Le dictionnaire de l’antiquité précise que « Au Ie siècle, le terme prit le sens péjoratif de « celui qui reste chez lui », c’est à dire le civil, par opposition au soldat, et ainsi par rapport aux chrétiens « celui qui n’est pas un soldat du Christ ».

Le terme et ses dérivés se retrouvent aussi dans les civilisations indo-européennes et ses différents dialectes comme le vieux nordique [norrois] pour décrire ceux qui vivent « selon l'éthique et la vue du monde de nos ancêtres ». Dans cette conception, le paganisme européen est « l’ensemble de l’Ancienne Coutume » bien avant les trois grandes religions les plus connues.

Culte[modifier]

Cérémonie païenne, de nos jours, en Angleterre

Le paganisme se décrit comme un culte solaire. La connaissance et la religion se confondent dans une sorte de communion avec le cosmos dans son approche antique. Le soleil dans son sens symbolique se retrouve dans les origines mythologiques de tous les peuples.

Il n'y a pas véritablement de rites, de rituels, d’idolâtrie.

Le divin n'est pas représenté par un Dieu unique et par des commandements, mais il est partout. Cette conception se rapproche du shintoïsme japonais.

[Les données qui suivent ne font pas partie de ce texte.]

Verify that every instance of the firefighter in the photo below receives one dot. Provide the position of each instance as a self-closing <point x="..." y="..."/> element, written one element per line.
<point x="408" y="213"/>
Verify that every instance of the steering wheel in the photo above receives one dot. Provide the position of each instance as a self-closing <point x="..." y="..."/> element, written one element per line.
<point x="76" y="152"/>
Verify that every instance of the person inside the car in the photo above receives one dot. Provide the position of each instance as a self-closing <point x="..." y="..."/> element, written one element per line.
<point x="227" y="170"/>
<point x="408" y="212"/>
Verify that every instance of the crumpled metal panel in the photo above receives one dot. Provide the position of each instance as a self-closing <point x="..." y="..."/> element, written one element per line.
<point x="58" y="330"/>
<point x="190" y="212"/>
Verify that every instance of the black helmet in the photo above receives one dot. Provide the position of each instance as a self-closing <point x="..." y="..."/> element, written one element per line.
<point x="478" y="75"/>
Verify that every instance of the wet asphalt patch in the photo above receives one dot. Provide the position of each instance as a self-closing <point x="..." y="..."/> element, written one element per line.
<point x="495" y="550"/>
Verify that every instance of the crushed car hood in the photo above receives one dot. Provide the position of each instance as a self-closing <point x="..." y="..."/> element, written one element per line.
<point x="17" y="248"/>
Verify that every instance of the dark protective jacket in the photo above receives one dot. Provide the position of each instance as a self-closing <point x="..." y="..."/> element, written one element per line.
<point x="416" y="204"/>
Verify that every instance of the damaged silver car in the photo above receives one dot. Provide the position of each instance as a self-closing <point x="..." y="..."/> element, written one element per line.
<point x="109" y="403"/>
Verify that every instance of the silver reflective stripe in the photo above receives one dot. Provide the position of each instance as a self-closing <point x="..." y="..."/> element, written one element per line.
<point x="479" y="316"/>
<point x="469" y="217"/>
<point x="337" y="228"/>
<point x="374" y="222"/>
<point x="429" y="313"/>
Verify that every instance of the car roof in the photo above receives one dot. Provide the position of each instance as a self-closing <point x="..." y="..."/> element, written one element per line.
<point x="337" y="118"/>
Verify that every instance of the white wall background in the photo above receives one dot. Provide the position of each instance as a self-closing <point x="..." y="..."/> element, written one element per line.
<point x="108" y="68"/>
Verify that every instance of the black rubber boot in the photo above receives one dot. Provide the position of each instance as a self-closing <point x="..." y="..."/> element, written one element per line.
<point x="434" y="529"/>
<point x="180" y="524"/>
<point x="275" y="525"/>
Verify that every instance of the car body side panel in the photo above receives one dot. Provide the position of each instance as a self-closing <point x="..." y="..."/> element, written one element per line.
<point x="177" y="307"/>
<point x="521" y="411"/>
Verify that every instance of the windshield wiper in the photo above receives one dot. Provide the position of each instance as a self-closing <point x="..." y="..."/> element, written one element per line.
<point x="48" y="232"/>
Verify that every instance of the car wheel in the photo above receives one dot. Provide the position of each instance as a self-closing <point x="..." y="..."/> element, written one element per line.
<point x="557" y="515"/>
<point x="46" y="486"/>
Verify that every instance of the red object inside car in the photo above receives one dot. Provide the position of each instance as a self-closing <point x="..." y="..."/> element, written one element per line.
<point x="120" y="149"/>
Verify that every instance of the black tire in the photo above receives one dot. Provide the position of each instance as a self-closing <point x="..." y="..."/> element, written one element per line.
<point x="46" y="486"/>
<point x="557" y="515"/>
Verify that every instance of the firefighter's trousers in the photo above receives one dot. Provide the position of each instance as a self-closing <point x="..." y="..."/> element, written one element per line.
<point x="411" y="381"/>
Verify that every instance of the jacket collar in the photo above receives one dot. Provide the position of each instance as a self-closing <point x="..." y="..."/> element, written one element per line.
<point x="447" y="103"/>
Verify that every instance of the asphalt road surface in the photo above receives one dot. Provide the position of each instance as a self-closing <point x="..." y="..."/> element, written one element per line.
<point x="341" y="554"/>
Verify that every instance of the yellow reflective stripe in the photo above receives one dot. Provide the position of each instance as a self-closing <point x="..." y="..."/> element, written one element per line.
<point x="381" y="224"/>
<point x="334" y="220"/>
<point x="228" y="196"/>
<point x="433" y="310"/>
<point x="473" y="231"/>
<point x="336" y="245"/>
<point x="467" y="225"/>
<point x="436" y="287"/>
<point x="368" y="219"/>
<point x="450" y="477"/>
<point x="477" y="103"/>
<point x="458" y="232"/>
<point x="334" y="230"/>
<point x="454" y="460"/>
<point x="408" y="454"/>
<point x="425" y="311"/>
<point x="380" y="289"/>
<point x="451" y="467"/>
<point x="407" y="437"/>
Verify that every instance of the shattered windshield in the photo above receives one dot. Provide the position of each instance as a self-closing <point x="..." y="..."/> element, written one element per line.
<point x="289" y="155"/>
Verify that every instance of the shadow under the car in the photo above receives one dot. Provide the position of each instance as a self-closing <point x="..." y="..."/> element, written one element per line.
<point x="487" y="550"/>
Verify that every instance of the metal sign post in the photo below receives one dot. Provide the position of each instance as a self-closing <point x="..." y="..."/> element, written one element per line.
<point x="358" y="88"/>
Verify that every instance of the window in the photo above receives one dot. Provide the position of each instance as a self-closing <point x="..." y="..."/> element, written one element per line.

« Un vieil adage des Pays Nordiques exprime bien la croyance immédiate païenne en la Nature : le divin dort dans la pierre, respire dans la plante, rêve dans l’animal et s’éveille dans l’homme. » (Bojorix)

Le « sacré » ou le « divin » se situe au niveau naturel : les « dieux » sont représentés sous la forme cosmique, la nature, les animaux, les hommes.

Les identitaires européens font régulièrement référence au paganisme pour se différencier des doctrines des principales religions connues.

Les religions qualifient de païens ceux qui ne veulent pas les suivre, les païens eux-mêmes se définissent comme faisant référence à la Terre (Gaïa) et à la source primordiale.

Fêtes païennes[modifier]

Les fêtes païennes sont liées aux saisons et aux équinoxes. Les principales fêtes païennes celtiques sont :

  • Samain (du gaulois Samonios) : le 31 octobre, symbolise le passage de la saison claire (été) à la saison sombre (hiver) - c'est aussi la fête des morts. Elle est placée sous la classe sacerdotale des druides et donne l'occasion de grands banquets (un peu comme dans Astérix le gaulois). La forme moderne et commerciale est Halloween.
  • Imbolc (gaulois Involcus): le 1er février est une fête de purification. Correspond à la Chandeleur.
  • Beltaine, début mai : se rapporte au dieu gaulois Benelos, marquant le début des moissons, de la chasse, des combats. Symboliquement, cette fête est aussi liée aux fées et aux esprits magiques.
  • Lugnasad (du dieu Lug, lumière) : le 1er août. C'est un fête d'amitié et de partage, mais aussi de réflexion : on récolte ce qu'on a semé.
  • Yule : le 21 décembre, correspond à Noël.

Historique[modifier]

Selon les « sources sacrées », le véritable paganisme remonte à l'Atlantide, au niveau Hyperborée/Thulé, c'est à dire aux prémices des civilisations indo-européennes.